La Lochkapell

 
La chapelle avec le cimetière et son allée en tilleuls sont classés aujourd’hui par le Service des Sites et Monuments Nationaux comme monument national. Probablement que le site était déjà un lieu de culte à l’époque des celtes (vers 1000 à 500 avant J.C.)

lire la suite

La Lochkapell

La chapelle avec le cimetière et son allée en tilleuls sont classés aujourd’hui par le Service des Sites et Monuments Nationaux comme monument national. Probablement que le site était déjà un lieu de culte à l’époque des celtes (vers 1000 à 500 avant J.C.)
Il s’agissait d’un promontoire appelé «Lug» (Log, Loch). Il y avait probablement au centre un autel en pierre, qui a été remplacé plus tard par une stèle ou un petit temple. Comme les druides celtes ont disparu vers le 4e Siècle après J.C., alors qu’ils étaient pourchassés par les Romains et, comme d’usage à l’époque on érigeait en ces lieux cultes des croix en bois en signe de victoire du christianisme sur le «paganisme».

Par la suite, une chapelle à l’instar de la sainte mère Anna a été érigée. Des textes écrits prouvent en tout cas déjà l’existence de la «Lochkappel» en 1628. En 1767, l’ancienne chapelle, devenue vétuste, a été complètement rénovée. Postérieurement le nom de
«Ste Croix» a été donné à l’édifice, à cause d’une particule le la croix du sauveur qui lui a été donnée par la famille Determe de Sonlez, et qui est conservé dans un réliquaire en cuivre doré. A l’intérieur se trouve une œuvre d’art réligieuse représentant le Christ en croix avec un groupe calvaire gothique.

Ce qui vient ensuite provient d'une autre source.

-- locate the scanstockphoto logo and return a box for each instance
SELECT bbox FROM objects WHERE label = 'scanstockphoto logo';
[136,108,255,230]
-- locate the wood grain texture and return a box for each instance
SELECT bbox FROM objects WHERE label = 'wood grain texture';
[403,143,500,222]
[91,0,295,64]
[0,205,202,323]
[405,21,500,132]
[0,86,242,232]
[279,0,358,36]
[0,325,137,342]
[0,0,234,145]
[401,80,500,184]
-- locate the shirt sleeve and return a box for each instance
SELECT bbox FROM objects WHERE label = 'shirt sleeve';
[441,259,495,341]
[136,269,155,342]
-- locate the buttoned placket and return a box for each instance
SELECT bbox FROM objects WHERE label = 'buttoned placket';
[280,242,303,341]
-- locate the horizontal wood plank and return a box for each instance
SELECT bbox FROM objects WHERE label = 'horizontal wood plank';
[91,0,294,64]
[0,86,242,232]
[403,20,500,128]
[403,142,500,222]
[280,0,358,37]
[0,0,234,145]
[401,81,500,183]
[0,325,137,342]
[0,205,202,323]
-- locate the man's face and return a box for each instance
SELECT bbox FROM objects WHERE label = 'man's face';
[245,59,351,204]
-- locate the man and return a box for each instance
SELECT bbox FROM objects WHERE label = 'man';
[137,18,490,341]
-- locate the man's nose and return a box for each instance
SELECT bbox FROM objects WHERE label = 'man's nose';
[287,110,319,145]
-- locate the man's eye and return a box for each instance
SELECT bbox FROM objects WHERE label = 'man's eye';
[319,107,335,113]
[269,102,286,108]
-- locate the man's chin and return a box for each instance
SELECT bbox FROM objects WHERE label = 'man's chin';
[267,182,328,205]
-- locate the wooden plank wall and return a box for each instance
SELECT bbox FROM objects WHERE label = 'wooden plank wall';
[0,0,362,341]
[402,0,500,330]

Ce groupe, un des plus importants du pays, tant par ses dimensions que par ses qualités sculpturales s’apparente à la sculpture allemende du 15ième sciècle. En 1782, les quatre premiers tilleuls ont été plantés à l’entrée, mais l’imposante allèe de tilleuls n’a été
érigée qu’en 1840. Les origines du cimetière autour de la chapelle remonte à 1803-1806.

Le mariage

Tout juste après la construction de la chapelle en 1767, le prêtre d’Eschdorf a été arraché de son lit lors d’une nuit de tempête par des chevaliers masqués, lesquels l’ont emmené à la «Lochkapell». Devant l’autel était agenouillé un couple et le prêtre a été forcé de les marier. Il s’agissait de Henri de Brainville et Marguerite de Ronsart. La mariée était blanche de peur et ce n’est qu’après la cérémonie que le prêtre a remarqué un cercueil vide au fond de l’église. Après signature des papiers, le prêtre a été relâché et il n’était pas encore à mi-chemin du retour qu’il a entendu un cri macabre. La jeune mariée aurait, suivant la légende, été poignardée et enterrée près de la chapelle.

La première construction de la chapelle

Au «Kirchepesch» à Esch-sur-Sûre, habitait, seule, une vieille fille nommée Anna-Maria. Avant son décès, elle a contacté le châtelain d’Esch et a convenu avec lui de lui léguer tous ces biens, y compris deux chèvres, à condition d’ériger une chapelle au lieu-dit «Loch» et de l’appeler Sainte Anna. Après plusieurs années d’attente, le cheptel avait 300 bêtes et la vente publique a pu réunir une bonne partie de l’argent nécessaire à la construction.